I will update iostat while queues are increasing.
02:35 am
[root@netxms ~]# iostat -x 5 5
Linux 3.10.0-229.4.2.el7.x86_64 (netxms) 07/02/2015 _x86_64_ (12 CPU)
avg-cpu: %user %nice %system %iowait %steal %idle
5.41 0.00 7.34 5.53 0.00 81.72
Device: rrqm/s wrqm/s r/s w/s rkB/s wkB/s avgrq-sz avgqu-sz await r_await w_await svctm %util
sda 0.16 14.41 33.02 96.21 932.96 1590.23 39.05 1.80 14.38 26.43 10.24 4.30 55.51
dm-0 0.00 0.00 0.00 0.01 0.01 0.03 8.00 0.00 331.62 37.99 383.36 7.09 0.01
dm-1 0.00 0.00 33.19 110.63 932.94 1590.18 35.09 3.80 25.79 30.53 24.37 3.86 55.54
avg-cpu: %user %nice %system %iowait %steal %idle
5.90 0.00 4.56 7.86 0.00 81.68
Device: rrqm/s wrqm/s r/s w/s rkB/s wkB/s avgrq-sz avgqu-sz await r_await w_await svctm %util
sda 8.80 4.80 667.40 99.20 21368.00 2549.20 62.40 39.54 51.76 59.03 2.89 1.30 100.00
dm-0 0.00 0.00 0.00 0.00 0.00 0.00 0.00 0.00 0.00 0.00 0.00 0.00 0.00
dm-1 0.00 0.00 673.60 104.00 21347.20 2549.20 61.46 40.31 52.02 59.57 3.12 1.29 100.00
avg-cpu: %user %nice %system %iowait %steal %idle
4.03 0.00 3.10 8.34 0.00 84.54
Device: rrqm/s wrqm/s r/s w/s rkB/s wkB/s avgrq-sz avgqu-sz await r_await w_await svctm %util
sda 1.20 68.80 313.80 259.20 10504.00 2950.90 46.96 12.79 22.02 36.72 4.21 1.75 100.00
dm-0 0.00 0.00 0.00 0.00 0.00 0.00 0.00 0.00 0.00 0.00 0.00 0.00 0.00
dm-1 0.00 0.00 315.20 328.00 10828.80 2950.90 42.85 12.96 19.94 36.84 3.69 1.55 100.00
avg-cpu: %user %nice %system %iowait %steal %idle
5.97 0.00 4.71 8.18 0.00 81.14
Device: rrqm/s wrqm/s r/s w/s rkB/s wkB/s avgrq-sz avgqu-sz await r_await w_await svctm %util
sda 2.40 23.40 260.00 271.00 10802.40 2856.00 51.44 19.58 35.37 65.30 6.65 1.88 100.00
dm-0 0.00 0.00 0.00 0.00 0.00 0.00 0.00 0.00 0.00 0.00 0.00 0.00 0.00
dm-1 0.00 0.00 287.60 294.40 11120.80 2856.00 48.03 20.09 33.06 59.49 7.24 1.72 100.00
avg-cpu: %user %nice %system %iowait %steal %idle
3.72 0.00 2.93 8.22 0.00 85.13
Device: rrqm/s wrqm/s r/s w/s rkB/s wkB/s avgrq-sz avgqu-sz await r_await w_await svctm %util
sda 11.40 5.40 656.20 52.60 28537.60 2595.20 87.85 41.57 59.58 62.26 26.21 1.41 99.96
dm-0 0.00 0.00 0.00 0.00 0.00 0.00 0.00 0.00 0.00 0.00 0.00 0.00 0.00
dm-1 0.00 0.00 644.20 58.00 28371.20 2595.20 88.20 42.56 61.57 64.59 28.00 1.42 99.96
I attached a picture from vmware disk performance.

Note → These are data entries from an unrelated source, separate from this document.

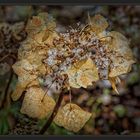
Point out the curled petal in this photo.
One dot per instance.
(113, 81)
(23, 82)
(121, 55)
(98, 23)
(82, 74)
(72, 117)
(34, 106)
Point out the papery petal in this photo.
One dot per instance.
(72, 117)
(121, 55)
(34, 106)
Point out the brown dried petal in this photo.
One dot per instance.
(34, 107)
(72, 117)
(123, 58)
(98, 23)
(23, 82)
(82, 74)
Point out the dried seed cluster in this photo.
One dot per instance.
(76, 59)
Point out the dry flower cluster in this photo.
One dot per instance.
(10, 38)
(76, 58)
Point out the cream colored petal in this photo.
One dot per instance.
(23, 82)
(17, 92)
(98, 23)
(121, 55)
(72, 117)
(83, 74)
(113, 84)
(34, 107)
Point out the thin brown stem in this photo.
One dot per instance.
(48, 123)
(7, 90)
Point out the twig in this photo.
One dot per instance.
(48, 123)
(6, 90)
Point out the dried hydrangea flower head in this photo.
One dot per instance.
(76, 58)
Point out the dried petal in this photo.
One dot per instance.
(23, 82)
(34, 106)
(72, 117)
(121, 55)
(113, 84)
(82, 74)
(98, 23)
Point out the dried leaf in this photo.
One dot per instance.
(72, 117)
(82, 74)
(23, 82)
(122, 58)
(113, 84)
(34, 106)
(98, 23)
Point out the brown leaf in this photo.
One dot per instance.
(122, 58)
(72, 117)
(82, 74)
(34, 107)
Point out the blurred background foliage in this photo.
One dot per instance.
(112, 114)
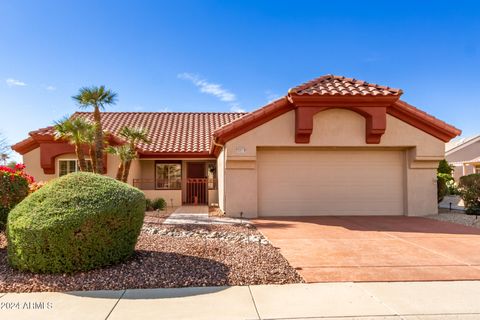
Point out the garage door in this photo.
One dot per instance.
(330, 182)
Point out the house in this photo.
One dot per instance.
(464, 155)
(331, 146)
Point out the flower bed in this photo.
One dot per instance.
(205, 256)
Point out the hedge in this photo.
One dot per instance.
(14, 187)
(78, 222)
(469, 187)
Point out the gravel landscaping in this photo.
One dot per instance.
(456, 216)
(169, 257)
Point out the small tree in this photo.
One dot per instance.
(470, 192)
(132, 136)
(96, 98)
(4, 150)
(124, 153)
(445, 167)
(445, 181)
(14, 187)
(76, 132)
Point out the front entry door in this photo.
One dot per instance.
(197, 183)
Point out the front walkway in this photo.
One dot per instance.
(375, 248)
(198, 215)
(372, 301)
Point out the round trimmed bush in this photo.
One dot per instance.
(80, 221)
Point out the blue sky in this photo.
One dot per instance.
(232, 55)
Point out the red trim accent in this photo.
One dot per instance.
(372, 108)
(25, 146)
(175, 155)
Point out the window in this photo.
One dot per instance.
(212, 175)
(168, 176)
(69, 166)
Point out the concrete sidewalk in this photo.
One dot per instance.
(365, 301)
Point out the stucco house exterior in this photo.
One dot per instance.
(464, 155)
(331, 146)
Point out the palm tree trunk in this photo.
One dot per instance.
(93, 158)
(126, 170)
(98, 140)
(120, 171)
(81, 157)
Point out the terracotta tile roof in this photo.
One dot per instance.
(189, 132)
(330, 85)
(460, 143)
(448, 130)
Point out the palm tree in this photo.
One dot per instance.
(4, 149)
(97, 98)
(90, 141)
(132, 136)
(125, 154)
(75, 131)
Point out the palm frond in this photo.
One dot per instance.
(95, 97)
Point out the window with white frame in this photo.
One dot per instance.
(68, 166)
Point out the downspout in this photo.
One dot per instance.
(224, 171)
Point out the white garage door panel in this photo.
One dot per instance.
(333, 182)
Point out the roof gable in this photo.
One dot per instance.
(331, 91)
(459, 144)
(330, 85)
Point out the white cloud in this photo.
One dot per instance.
(208, 87)
(165, 109)
(13, 82)
(271, 96)
(213, 89)
(237, 108)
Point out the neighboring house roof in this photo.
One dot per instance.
(337, 85)
(169, 132)
(460, 143)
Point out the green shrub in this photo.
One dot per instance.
(444, 167)
(80, 221)
(469, 187)
(14, 186)
(148, 204)
(442, 189)
(159, 204)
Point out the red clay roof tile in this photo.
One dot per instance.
(189, 132)
(331, 85)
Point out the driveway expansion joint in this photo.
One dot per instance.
(115, 305)
(254, 303)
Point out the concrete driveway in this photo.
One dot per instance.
(327, 249)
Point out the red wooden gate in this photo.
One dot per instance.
(197, 190)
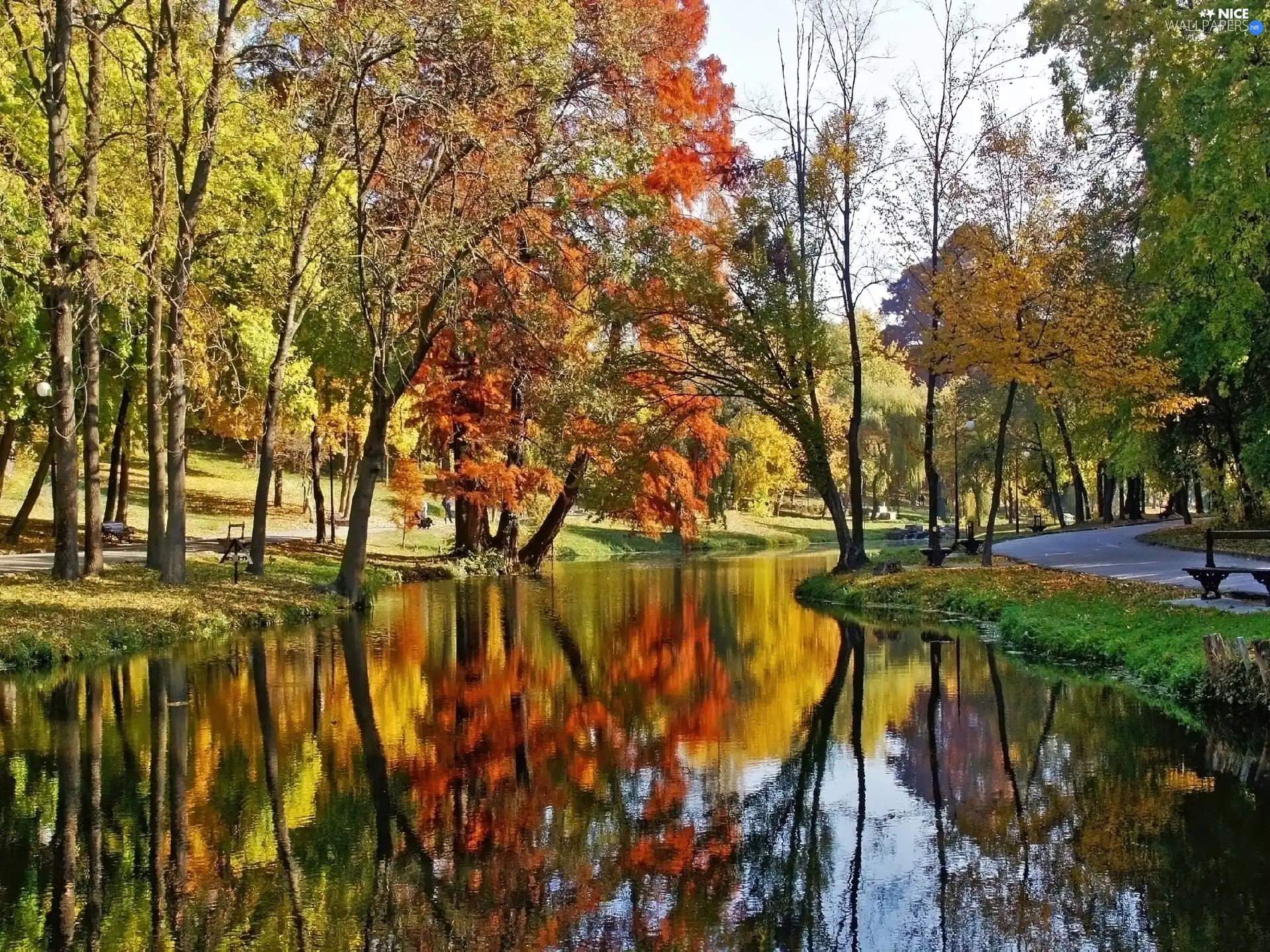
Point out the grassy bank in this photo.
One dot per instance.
(1114, 626)
(127, 610)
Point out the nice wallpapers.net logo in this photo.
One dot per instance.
(1220, 19)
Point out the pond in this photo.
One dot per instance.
(618, 757)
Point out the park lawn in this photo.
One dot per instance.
(219, 491)
(1191, 539)
(1122, 627)
(127, 608)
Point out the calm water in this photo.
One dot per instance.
(620, 757)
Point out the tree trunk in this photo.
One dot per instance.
(933, 475)
(7, 440)
(352, 568)
(507, 537)
(291, 319)
(37, 484)
(857, 557)
(1049, 466)
(121, 423)
(540, 542)
(157, 167)
(190, 202)
(1101, 489)
(821, 476)
(999, 473)
(316, 471)
(121, 509)
(58, 292)
(1079, 492)
(92, 268)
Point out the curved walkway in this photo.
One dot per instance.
(1118, 554)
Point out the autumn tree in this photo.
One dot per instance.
(854, 159)
(937, 103)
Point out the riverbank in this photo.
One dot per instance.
(127, 608)
(1114, 626)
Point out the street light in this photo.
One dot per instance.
(956, 485)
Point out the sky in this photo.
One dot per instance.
(745, 34)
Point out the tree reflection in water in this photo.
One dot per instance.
(676, 757)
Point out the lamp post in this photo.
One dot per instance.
(956, 485)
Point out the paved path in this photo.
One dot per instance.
(130, 553)
(1118, 554)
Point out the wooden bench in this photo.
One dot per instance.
(116, 532)
(1212, 575)
(970, 543)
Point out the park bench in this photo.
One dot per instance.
(970, 543)
(116, 532)
(1212, 575)
(234, 549)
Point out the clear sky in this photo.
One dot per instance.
(745, 34)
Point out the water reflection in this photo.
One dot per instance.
(618, 757)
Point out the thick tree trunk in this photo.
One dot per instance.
(316, 473)
(472, 530)
(507, 537)
(1079, 492)
(157, 492)
(121, 423)
(999, 473)
(190, 204)
(933, 475)
(157, 167)
(540, 542)
(267, 469)
(821, 476)
(352, 568)
(37, 484)
(59, 292)
(1049, 466)
(92, 267)
(7, 440)
(291, 319)
(1101, 488)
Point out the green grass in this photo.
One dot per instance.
(127, 608)
(1103, 623)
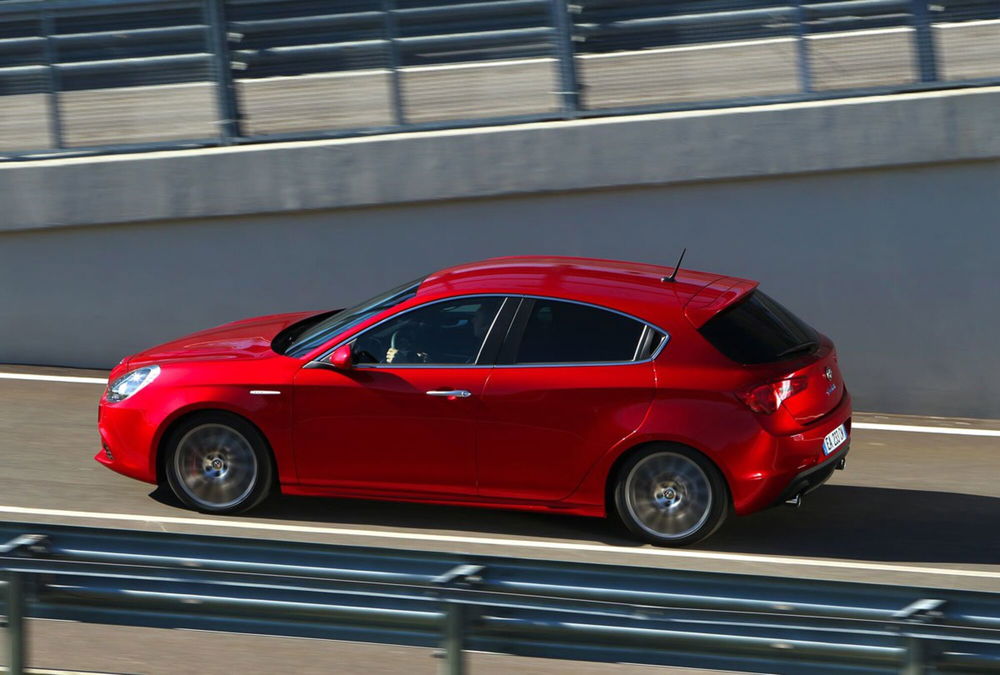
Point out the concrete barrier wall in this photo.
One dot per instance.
(897, 261)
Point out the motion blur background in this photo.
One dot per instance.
(173, 164)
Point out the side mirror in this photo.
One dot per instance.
(342, 357)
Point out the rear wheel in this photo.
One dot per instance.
(218, 463)
(670, 495)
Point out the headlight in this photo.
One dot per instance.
(129, 383)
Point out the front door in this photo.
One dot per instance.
(402, 420)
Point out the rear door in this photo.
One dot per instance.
(572, 380)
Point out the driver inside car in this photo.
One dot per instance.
(455, 343)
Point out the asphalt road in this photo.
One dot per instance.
(363, 98)
(911, 508)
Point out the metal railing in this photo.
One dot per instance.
(84, 76)
(583, 612)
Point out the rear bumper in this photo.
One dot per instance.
(810, 479)
(797, 462)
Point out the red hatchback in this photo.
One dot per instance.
(571, 385)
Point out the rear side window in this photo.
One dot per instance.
(759, 330)
(565, 332)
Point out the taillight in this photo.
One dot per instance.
(767, 398)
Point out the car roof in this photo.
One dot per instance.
(633, 288)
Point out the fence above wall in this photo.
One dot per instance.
(87, 76)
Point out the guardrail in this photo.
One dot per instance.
(85, 76)
(583, 612)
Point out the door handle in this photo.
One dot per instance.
(450, 393)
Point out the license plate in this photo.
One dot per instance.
(834, 440)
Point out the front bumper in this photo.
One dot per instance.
(127, 439)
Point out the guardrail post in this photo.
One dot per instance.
(16, 632)
(924, 41)
(569, 84)
(54, 80)
(395, 62)
(914, 660)
(222, 73)
(452, 643)
(802, 45)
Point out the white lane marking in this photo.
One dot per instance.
(926, 430)
(53, 378)
(504, 543)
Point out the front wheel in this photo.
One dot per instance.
(218, 463)
(671, 495)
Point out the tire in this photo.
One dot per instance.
(218, 463)
(670, 495)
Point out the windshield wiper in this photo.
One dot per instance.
(804, 346)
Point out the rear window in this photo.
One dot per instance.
(759, 330)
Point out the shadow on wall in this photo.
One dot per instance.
(853, 523)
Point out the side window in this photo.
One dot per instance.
(449, 332)
(565, 332)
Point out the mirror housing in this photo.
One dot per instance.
(342, 357)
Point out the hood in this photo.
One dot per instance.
(246, 339)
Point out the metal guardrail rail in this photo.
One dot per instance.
(91, 76)
(458, 602)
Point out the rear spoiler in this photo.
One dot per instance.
(715, 297)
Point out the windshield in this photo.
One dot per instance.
(324, 331)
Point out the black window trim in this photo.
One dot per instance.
(487, 351)
(512, 341)
(507, 329)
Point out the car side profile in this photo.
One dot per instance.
(666, 398)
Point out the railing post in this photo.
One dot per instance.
(452, 644)
(569, 85)
(924, 41)
(16, 632)
(225, 89)
(391, 36)
(802, 44)
(54, 80)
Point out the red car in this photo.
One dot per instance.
(567, 385)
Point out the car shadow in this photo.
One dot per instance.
(836, 521)
(868, 523)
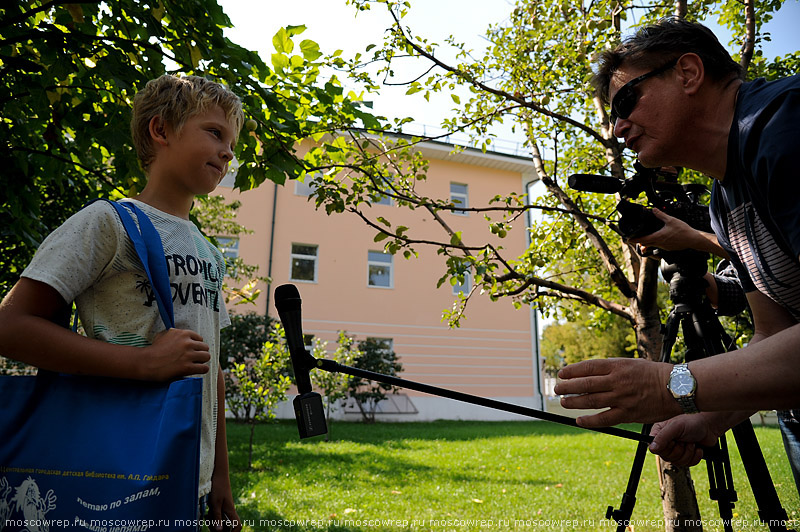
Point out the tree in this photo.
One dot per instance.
(334, 386)
(376, 356)
(244, 338)
(582, 338)
(259, 384)
(70, 71)
(534, 73)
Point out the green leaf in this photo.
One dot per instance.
(310, 50)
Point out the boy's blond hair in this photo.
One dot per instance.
(176, 99)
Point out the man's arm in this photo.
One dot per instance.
(28, 334)
(762, 376)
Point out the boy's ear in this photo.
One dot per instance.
(158, 130)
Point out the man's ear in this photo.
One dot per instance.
(158, 130)
(691, 71)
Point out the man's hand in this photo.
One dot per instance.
(679, 440)
(633, 390)
(175, 353)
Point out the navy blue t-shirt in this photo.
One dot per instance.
(755, 209)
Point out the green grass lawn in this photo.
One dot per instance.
(463, 476)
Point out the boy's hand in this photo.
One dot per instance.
(175, 353)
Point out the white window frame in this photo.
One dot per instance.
(380, 264)
(459, 197)
(314, 258)
(385, 200)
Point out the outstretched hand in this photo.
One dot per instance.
(679, 440)
(632, 390)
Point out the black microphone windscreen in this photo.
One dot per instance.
(595, 183)
(287, 298)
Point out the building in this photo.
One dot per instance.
(347, 283)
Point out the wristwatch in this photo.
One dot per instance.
(683, 387)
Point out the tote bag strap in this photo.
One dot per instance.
(150, 250)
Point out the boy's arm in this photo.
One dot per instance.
(221, 499)
(28, 334)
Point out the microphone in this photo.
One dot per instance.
(308, 409)
(595, 183)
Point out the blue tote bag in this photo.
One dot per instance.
(102, 454)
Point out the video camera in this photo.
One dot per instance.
(663, 192)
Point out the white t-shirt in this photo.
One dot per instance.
(91, 260)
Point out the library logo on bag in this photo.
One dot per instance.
(25, 504)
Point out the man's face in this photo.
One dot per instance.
(649, 111)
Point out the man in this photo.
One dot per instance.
(678, 99)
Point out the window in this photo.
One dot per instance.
(386, 345)
(379, 269)
(465, 287)
(459, 195)
(304, 263)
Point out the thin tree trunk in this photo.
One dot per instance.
(678, 498)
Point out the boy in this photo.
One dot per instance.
(184, 130)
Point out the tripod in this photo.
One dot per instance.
(704, 336)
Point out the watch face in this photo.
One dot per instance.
(682, 384)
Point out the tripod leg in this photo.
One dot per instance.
(770, 510)
(720, 482)
(622, 516)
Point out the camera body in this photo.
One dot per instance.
(663, 192)
(637, 220)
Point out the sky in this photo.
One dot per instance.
(335, 25)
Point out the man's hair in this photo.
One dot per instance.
(655, 45)
(176, 99)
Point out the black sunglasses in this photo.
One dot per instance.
(625, 100)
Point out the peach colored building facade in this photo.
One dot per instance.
(347, 283)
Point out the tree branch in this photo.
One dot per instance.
(491, 90)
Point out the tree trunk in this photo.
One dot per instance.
(678, 498)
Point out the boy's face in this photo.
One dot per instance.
(196, 158)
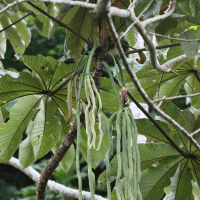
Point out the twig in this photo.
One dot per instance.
(63, 148)
(51, 185)
(178, 39)
(175, 97)
(59, 22)
(183, 79)
(17, 21)
(159, 17)
(105, 74)
(129, 28)
(144, 49)
(64, 83)
(195, 132)
(139, 87)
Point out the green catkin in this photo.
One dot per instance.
(92, 111)
(116, 69)
(137, 153)
(121, 73)
(121, 189)
(112, 119)
(124, 154)
(98, 112)
(77, 66)
(87, 117)
(90, 173)
(77, 150)
(130, 171)
(119, 169)
(113, 83)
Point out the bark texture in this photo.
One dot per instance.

This morning queue did not increased too much.
I saw that I did not configure auto vacuum in postgresql. Then I configure db to auto vacuuming, and now performance is much better.
If anything changes, I will inform again.